Tout au long de l’histoire chinoise, des sociétés secrètes pratiquant des boxes martiales et cultivant une aura ésotérique se sont développées. Le but était généralement de renverser le pouvoir, grâce aux poings et une supposée force surnaturelle. L’exemple sans doute le plus emblématique est la révolte des Boxers. A la fin du XIXe siècle, les insurgés – des paysans pauvres – n’avaient que leurs poings et leur foi mystique pour tenter de chasser les Occidentaux, dont l’influence politique, religieuse, économique et technologique ne cessait de croître en Chine. Ces Boxeurs, membres de Société de la boxe juste et harmonieuse, avaient débuté leur rébellion au Shandong, province péninsulaire où Allemands et Anglais s'étaient établis.

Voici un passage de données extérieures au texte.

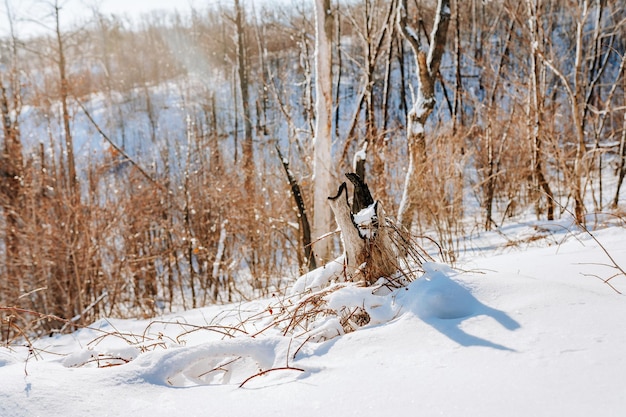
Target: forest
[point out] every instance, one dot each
(168, 163)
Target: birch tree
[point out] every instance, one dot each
(427, 66)
(323, 128)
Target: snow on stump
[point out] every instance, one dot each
(370, 253)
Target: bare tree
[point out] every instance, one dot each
(322, 162)
(427, 67)
(242, 64)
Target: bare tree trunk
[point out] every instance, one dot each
(322, 169)
(303, 219)
(247, 148)
(534, 112)
(74, 191)
(427, 67)
(369, 252)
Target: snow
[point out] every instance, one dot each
(515, 329)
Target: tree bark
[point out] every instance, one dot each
(427, 65)
(242, 64)
(323, 129)
(369, 251)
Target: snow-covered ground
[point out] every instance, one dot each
(519, 329)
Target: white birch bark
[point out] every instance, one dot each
(322, 173)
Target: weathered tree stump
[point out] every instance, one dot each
(369, 251)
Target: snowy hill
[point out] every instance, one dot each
(524, 331)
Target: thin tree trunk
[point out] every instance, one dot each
(322, 169)
(242, 64)
(427, 67)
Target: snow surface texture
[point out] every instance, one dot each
(530, 331)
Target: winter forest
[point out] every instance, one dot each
(186, 160)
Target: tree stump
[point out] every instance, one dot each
(369, 250)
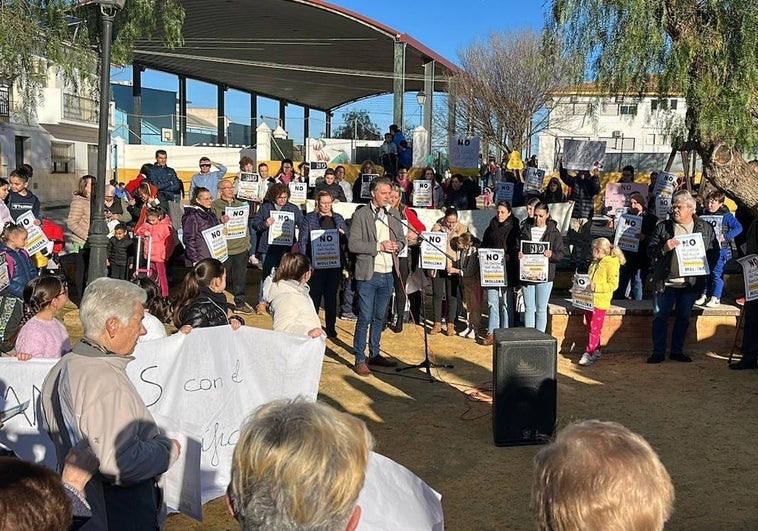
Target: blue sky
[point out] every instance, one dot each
(445, 26)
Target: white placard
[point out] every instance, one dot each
(249, 187)
(628, 230)
(504, 192)
(298, 193)
(35, 239)
(581, 293)
(282, 232)
(749, 265)
(422, 193)
(533, 178)
(464, 151)
(691, 255)
(665, 183)
(236, 227)
(717, 222)
(325, 248)
(216, 242)
(662, 206)
(492, 268)
(533, 267)
(433, 247)
(366, 179)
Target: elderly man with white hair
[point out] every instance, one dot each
(88, 396)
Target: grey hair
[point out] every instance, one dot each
(683, 196)
(105, 298)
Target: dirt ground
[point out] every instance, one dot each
(700, 417)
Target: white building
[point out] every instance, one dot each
(58, 139)
(637, 131)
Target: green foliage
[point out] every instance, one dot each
(38, 34)
(706, 50)
(357, 124)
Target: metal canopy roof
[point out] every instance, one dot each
(307, 52)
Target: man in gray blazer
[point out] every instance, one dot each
(374, 236)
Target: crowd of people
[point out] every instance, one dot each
(378, 253)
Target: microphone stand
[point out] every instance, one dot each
(427, 362)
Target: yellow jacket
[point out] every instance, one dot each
(604, 274)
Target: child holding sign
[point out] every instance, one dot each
(604, 280)
(20, 267)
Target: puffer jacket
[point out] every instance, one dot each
(291, 306)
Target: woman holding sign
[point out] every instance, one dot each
(537, 294)
(502, 233)
(325, 236)
(197, 217)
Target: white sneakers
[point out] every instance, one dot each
(589, 359)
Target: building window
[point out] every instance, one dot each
(61, 155)
(628, 109)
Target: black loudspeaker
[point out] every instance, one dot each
(524, 386)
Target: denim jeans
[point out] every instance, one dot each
(536, 298)
(500, 303)
(373, 298)
(663, 303)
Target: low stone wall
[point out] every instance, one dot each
(628, 328)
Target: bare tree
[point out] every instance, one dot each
(501, 90)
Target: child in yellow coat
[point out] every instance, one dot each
(604, 280)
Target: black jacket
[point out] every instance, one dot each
(553, 236)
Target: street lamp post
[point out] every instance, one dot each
(98, 234)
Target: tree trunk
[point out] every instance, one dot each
(728, 171)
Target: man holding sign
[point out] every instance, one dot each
(234, 214)
(677, 252)
(373, 238)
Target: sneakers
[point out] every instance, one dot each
(244, 308)
(589, 359)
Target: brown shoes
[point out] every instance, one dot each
(361, 369)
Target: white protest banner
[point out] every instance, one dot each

Rébellion aussi complexe que retorse: les Boxers chinois, rejoints par les troupes impériales sont finalement vaincus par les Occidentaux et le Japon en 1901. Condamnée à payer une lourde indemnité, la Chine peine à s’en remettre. Aujourd’hui, à chaque coup dur, elle se souvient de la honte que lui a procuré cet échec pour galvaniser un esprit nationaliste et se défendre des attaques étrangères. Comme ces jours, lorsqu’elle critique violemment l’ingérence des médias et diplomates occidentaux dans ses affaires intérieures. A l’image du Tibet. Et ce qui est sûr, c’est qu’aujourd’hui, la Chine peut s’appuyer sur d’autres armes bien plus puissantes que des techniques de boxe. Des armes économiques par exemple, qui lui permettent de frapper allégrement du poing… sur la table.